За закрытыми ставнями | страница 38



Я дрова, как сейчас, подкидываю… Ввели мужа. Следователь как накинется на него:

— Почему письмо скрыл? Для чего лжешь? Смотри, себе хуже сделаешь.

Побелел мужик, затрясся весь да бух ему в ноги.

— Моя вина, барин! Звал жену от меня убежать жених ее первый. Света я не взвидел, к тому ж еще и выпивши был. Как домой приехал, как спать лег — не помню. А бес в уши шепчет: «Убей — смотри, уйдет, осрамит». Вскочил я, метнулся в боковушку, петлю закинул и ее поволок. «Ступай, — говорю, — лучше к дьяволу, чем к полюбовнику». Она сначала шла, ничего — слова не промолвила, ну, а как петлю стал накладывать, затрепыхалась вся, вырываться начала. Я ее к переборке прижал, потянул да и попридержал; потом отскочил, а она, бедняжка, ногами подергала и затихла…

— Так вот, господа, как правда нечаянно и негаданно вылезла. Поэтому узел не на боку и не сзади получился, что он ее, прижатую к стене, тянул. На сантиметрик петля и съехала.

Замолчал доктор, и тихо так стало — только ветер свистит и завывает…
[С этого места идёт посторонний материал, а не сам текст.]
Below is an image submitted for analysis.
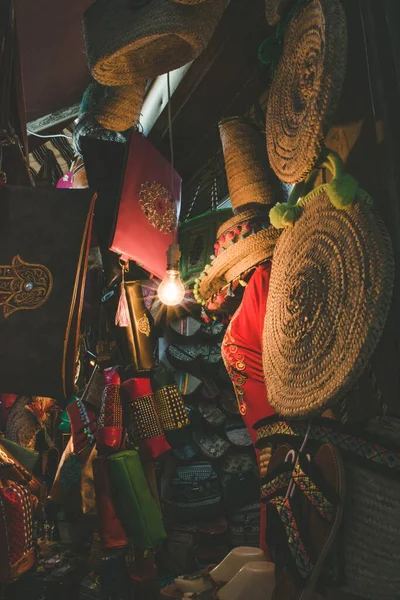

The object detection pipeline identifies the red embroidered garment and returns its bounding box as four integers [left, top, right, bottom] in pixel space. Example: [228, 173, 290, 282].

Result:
[221, 262, 275, 550]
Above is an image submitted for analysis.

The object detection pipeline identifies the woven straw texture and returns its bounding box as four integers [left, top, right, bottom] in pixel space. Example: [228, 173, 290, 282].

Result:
[92, 79, 146, 131]
[199, 227, 280, 300]
[263, 186, 394, 418]
[219, 117, 278, 213]
[265, 0, 294, 25]
[267, 0, 347, 183]
[85, 79, 146, 131]
[83, 0, 227, 85]
[343, 419, 400, 600]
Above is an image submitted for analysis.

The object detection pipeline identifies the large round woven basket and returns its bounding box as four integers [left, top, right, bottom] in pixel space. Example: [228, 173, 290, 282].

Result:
[265, 0, 295, 25]
[83, 0, 227, 85]
[342, 418, 400, 600]
[219, 117, 278, 212]
[267, 0, 347, 183]
[263, 184, 394, 418]
[86, 78, 146, 131]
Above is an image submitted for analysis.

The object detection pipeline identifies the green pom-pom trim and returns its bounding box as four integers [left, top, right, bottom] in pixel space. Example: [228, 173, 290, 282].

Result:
[269, 202, 300, 229]
[326, 174, 358, 210]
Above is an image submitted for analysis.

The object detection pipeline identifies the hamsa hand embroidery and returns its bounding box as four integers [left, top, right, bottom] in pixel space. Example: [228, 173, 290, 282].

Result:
[0, 254, 53, 318]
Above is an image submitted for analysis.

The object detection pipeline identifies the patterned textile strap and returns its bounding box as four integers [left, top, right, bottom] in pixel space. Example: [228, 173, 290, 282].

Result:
[269, 496, 314, 579]
[293, 463, 334, 523]
[261, 471, 292, 502]
[256, 421, 400, 471]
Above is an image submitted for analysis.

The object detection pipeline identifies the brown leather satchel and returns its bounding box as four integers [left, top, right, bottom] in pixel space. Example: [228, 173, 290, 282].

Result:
[0, 185, 95, 399]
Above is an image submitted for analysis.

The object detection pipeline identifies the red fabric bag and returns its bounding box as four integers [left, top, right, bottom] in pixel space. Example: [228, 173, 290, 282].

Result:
[110, 132, 182, 279]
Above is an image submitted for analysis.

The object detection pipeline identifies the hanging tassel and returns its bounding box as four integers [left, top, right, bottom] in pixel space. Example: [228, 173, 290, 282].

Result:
[115, 264, 131, 327]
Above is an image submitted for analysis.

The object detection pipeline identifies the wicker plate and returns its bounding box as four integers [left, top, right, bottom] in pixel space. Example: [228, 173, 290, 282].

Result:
[267, 0, 347, 183]
[263, 184, 394, 418]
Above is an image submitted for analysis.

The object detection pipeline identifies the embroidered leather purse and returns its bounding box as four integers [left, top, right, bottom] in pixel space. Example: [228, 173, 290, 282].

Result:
[0, 186, 95, 398]
[111, 132, 182, 279]
[97, 367, 126, 454]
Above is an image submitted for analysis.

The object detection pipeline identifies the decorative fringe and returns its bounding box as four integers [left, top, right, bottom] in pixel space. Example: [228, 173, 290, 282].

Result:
[326, 174, 358, 210]
[115, 282, 131, 327]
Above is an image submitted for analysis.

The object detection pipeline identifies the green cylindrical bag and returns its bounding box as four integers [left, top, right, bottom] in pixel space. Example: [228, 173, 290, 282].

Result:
[107, 450, 167, 550]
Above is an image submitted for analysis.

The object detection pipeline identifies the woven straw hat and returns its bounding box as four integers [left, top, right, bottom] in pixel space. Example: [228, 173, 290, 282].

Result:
[194, 117, 282, 304]
[83, 0, 227, 85]
[263, 153, 394, 418]
[85, 78, 146, 131]
[265, 0, 295, 25]
[267, 0, 347, 183]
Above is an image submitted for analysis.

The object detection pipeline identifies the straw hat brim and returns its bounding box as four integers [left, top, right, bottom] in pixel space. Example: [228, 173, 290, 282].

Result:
[263, 186, 394, 418]
[83, 0, 227, 85]
[199, 227, 280, 301]
[266, 0, 347, 184]
[265, 0, 295, 25]
[91, 78, 146, 131]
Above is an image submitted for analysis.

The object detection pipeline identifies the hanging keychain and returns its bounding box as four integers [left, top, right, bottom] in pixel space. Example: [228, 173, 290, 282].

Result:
[115, 259, 131, 327]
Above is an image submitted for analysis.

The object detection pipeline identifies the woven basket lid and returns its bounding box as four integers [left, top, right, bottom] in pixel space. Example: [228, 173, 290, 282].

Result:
[267, 0, 347, 183]
[219, 117, 279, 213]
[263, 152, 394, 418]
[85, 78, 146, 131]
[265, 0, 295, 25]
[83, 0, 227, 85]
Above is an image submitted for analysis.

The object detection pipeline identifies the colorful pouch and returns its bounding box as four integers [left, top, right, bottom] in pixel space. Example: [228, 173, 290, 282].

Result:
[97, 367, 126, 454]
[107, 450, 166, 550]
[0, 483, 35, 584]
[122, 377, 171, 459]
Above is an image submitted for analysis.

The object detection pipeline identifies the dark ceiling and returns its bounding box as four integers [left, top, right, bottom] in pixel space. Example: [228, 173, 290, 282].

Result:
[15, 0, 93, 121]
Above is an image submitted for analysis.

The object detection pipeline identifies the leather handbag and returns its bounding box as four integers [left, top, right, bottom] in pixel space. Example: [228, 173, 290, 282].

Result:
[110, 131, 182, 279]
[93, 456, 128, 549]
[116, 281, 154, 373]
[164, 462, 222, 523]
[97, 367, 126, 454]
[107, 450, 166, 550]
[122, 377, 171, 459]
[0, 185, 95, 399]
[0, 482, 35, 584]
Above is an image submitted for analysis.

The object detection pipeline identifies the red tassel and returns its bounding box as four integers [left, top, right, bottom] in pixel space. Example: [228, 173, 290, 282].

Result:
[115, 282, 131, 327]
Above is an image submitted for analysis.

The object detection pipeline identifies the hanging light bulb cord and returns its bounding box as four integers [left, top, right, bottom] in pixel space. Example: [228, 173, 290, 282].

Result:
[167, 72, 178, 244]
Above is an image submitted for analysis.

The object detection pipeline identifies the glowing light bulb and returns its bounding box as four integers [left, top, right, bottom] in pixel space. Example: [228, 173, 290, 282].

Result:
[158, 244, 185, 306]
[158, 270, 185, 306]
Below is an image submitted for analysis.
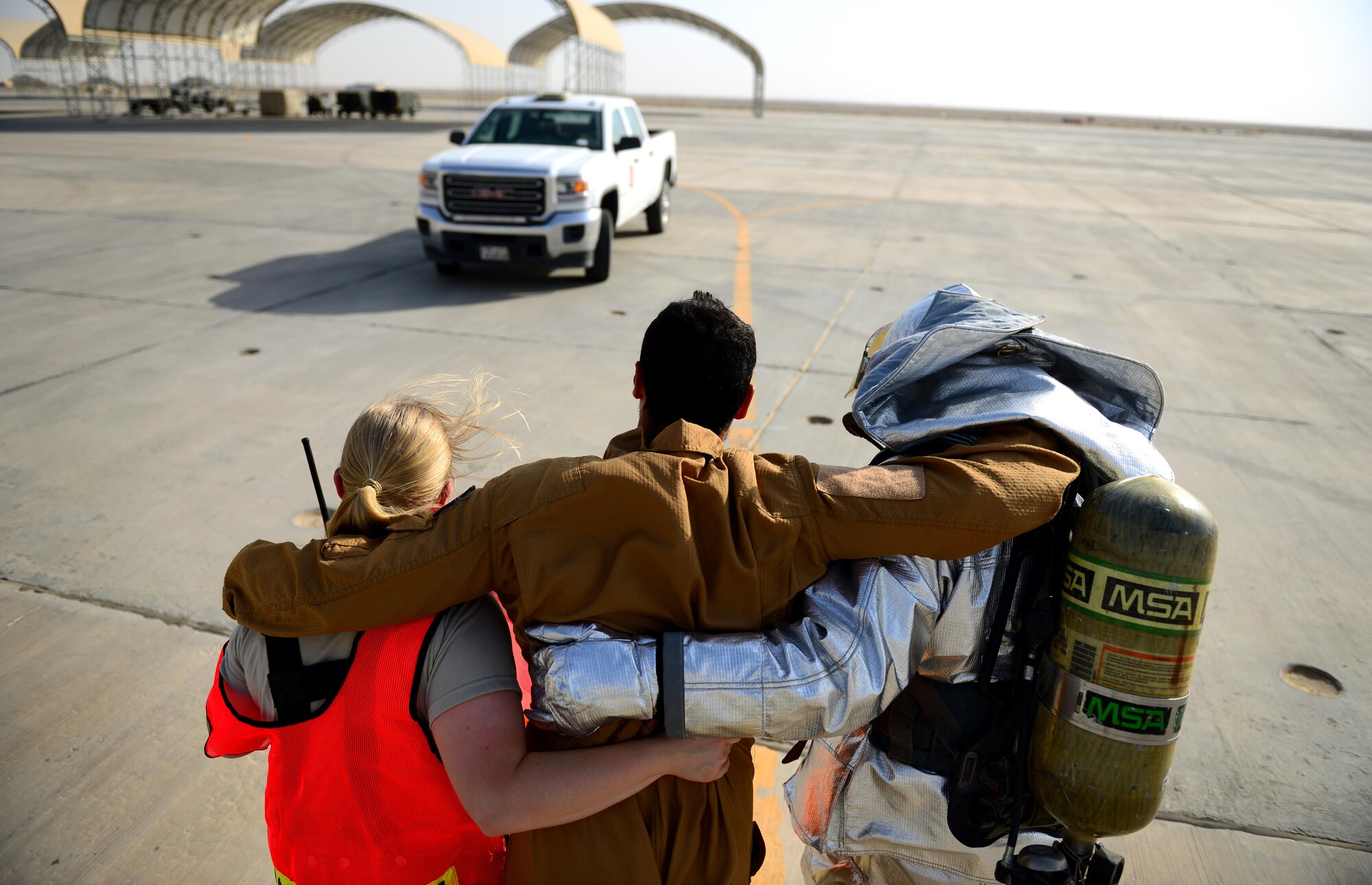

— Ива, слышишь, как Боря дико кричит?!..

Все невольно вскочили.

В раздвинутой портьере, ярко освещенная пламенем камина, стояла мертвенно–бледная, в траурных одеждах Надежда Михайловна.

Глава 11

По грибы

Все эти дни стоял нестерпимый зной. И сегодня, едва восемь утра, а уже жарко на пыльных улицах села Богородского. Все оно точно вымерло.

Страдная пора. Все, кто только может работать, в поле. На селе остались одни ребятишки и старухи.

Вот на околице собрались мальчуганы и сговариваются идти в лес. С завистью смотрят на них девчонки, большинство которых оставлено в роли нянек.

В дорожной пыли копошатся маленькие ребята. Мало на них обращают внимания девочки–няньки. Да не больше и древние старухи, что выползли на солнышко. Сидят на завалинках, прикрыли рукой полуслепые глаза и смотрят прямо на небо, навстречу горячим, ярким лучам, да что–то шепчут беззубым ртом — не то молятся, не то сами с собой разговаривают, а малые ребятишки ревут — разрываются.

Вот одна из девчонок бросилась в избу, в которой дико вопил младенец, торопливо нажевала черного хлеба, завернула жвачку в грязную тряпку и глубоко засунула в рот крикуна эту импровизированную соску.

Полузадушенное дитя невольно замолчало, глазенки почти вышли из орбит, а по замазанному худенькому личику катятся крупные слезы, — молчаливый протест против ниспосланной тяжелой доли.

Другой полузадушенный крикун замолчал и без соски. Нет у бедняжки сил даже на крик. Лежит в пыли… закатились глазенки, посиневшая кожица сморщилась на лице и ручках. Рой мух облепил страдальца. Скорый он кандидат в «Божьи ангелы», как принято в деревнях называть умерших младенцев. Рядом с ним в грязной луже развалилась свинья, а при ней более счастливые дети — поросята.